Curiously, Young's and Crippen's heartbeat patterns reversed on takeoff and landing. Both are normally in the 60s. At launch Young's rose only to 85 beats a minute, while Crippen's soared to 135. Returning, Young's pulse rate zipped up to 130 as he flew the craft in. Crippen's stayed around 85.

To be sure, Young's racing pulse slowed down soon after landing-and the nation's is likely to do the same. Says Forrest Berghorn, a political scientist at the University of Kansas: "The American spirit is too self-centered to concern itself with this for very long. The space shuttle success is in a class with our hockey victory over Russia." That may be too harsh a judgment; of late there have been signs of a renewed popular interest in space. Yet even those who want a redoubled U.S. space effort doubt there will be a lasting effect from the flight unless a profound change of mood occurs in budget-minded Washington. Says Jerry Grey, public policy administrator for the American Institute of Aeronautics and Astronautics: "Right now, there is no real commitment to space, no strong proponent of it within the Administration."

There is no doubt of continued military interest in the shuttle. But in the realms of pure science and commercial enterprise, the future of the costly space shuttle seems far from assured.

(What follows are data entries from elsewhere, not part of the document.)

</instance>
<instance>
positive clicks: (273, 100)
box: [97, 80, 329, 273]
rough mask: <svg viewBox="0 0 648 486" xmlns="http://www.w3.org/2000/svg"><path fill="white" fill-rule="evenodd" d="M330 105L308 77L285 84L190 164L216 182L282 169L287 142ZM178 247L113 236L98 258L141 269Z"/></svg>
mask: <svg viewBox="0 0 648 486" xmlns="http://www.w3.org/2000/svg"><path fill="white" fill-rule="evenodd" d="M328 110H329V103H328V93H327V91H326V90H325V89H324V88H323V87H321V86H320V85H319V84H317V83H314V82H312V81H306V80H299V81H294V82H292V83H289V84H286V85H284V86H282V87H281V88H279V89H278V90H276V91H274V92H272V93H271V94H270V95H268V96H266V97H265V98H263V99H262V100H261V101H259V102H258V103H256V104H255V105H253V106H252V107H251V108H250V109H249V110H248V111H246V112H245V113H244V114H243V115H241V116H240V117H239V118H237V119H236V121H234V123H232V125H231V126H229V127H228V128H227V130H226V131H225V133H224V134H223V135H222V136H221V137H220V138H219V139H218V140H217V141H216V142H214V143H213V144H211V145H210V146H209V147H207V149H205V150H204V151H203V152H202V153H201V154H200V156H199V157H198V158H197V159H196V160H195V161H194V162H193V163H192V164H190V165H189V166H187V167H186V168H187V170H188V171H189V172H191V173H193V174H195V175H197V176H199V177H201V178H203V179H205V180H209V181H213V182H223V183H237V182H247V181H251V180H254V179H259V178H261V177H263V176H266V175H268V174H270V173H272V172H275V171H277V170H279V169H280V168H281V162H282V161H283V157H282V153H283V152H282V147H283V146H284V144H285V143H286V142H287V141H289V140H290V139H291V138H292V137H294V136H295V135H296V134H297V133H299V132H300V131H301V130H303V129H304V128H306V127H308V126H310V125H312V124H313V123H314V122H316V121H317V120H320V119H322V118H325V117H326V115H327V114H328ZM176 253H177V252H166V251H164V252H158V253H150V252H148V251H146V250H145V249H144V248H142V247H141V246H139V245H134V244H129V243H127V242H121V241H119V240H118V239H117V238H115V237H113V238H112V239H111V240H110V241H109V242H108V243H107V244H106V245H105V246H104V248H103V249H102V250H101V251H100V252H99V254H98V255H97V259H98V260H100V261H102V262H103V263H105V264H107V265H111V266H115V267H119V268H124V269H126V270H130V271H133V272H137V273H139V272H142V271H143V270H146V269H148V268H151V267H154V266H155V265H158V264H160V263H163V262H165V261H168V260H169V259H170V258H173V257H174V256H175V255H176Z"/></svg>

In its struggle to get the shuttle launched, NASA has already been forced to drain funds from other areas, especially those concerned with the unmanned exploration of the solar system. TO NASA's great embarrassment, it has had to drop out of a joint effort to position two satellites-- one American, the other European-in great, looping orbits around the poles of the sun. These solar regions have never before been inspected by technically equipped robots from earth, and such satellites could help answer important questions about the behavior of our parent star: How does it affect terrestrial climate and weather? Is it warming up or cooling off?

The space agency has also been forced to delay until 1988 a project to orbit Venus with a satellite that will scan its cloudveiled surface with radar beams. In 1986, Halley's comet, perhaps a chunk of debris left over from the early solar system, will return to the earth's vicinity for the first time since 1910. So far the space agency has been unable to scratch up the money for the once-in-a-lifetime opportunity to intercept this visitor from deep I space with cameras and other scientific instruments. Says George Rathjens, former chief scientist at the Defense Department's Advanced Research Projects Agency: "Space science is in shambles. Planetary exploration is in shambles." Indeed, because of shuttle costs, NASA is so strapped that there is only one planetary exploration it can be sure of-and that the budget cutters cannot call off. Voyager 2, launched three and a half years ago and still speeding toward an August rendezvous with Saturn and its moons.

Though the shuttle's cost overruns have caused penny pinching on other scientific projects, the future in space should now brighten for scientists, even if their experiments must ride on military flights. In 1985, the shuttle is scheduled to hoist a large, remote-controlled telescope into orbit high above the earth's obscuring atmosphere. From there, astronomers should be able to see out 14 billion light-years (seven times farther than they can see using the biggest earthbound reflectors), expanding the volume of the known universe about 350-fold and bringing them very close to what is presumed to be its "edge." Says Physicist Robert Jastrow (God and the Astronomers): "We don't know what we'll find out there, whose hand we'll see at work." Also in 1985, the shuttle is slated to get the Galileo spacecraft on its way: an unmanned package of instruments that will drop a probe into the atmosphere of Jupiter in search of organic molecules, the building blocks of life. Adds Jastrow: "The two great cosmic mysteries are the origin of the universe and the origin of life. The shuttle will give us a chance to probe both."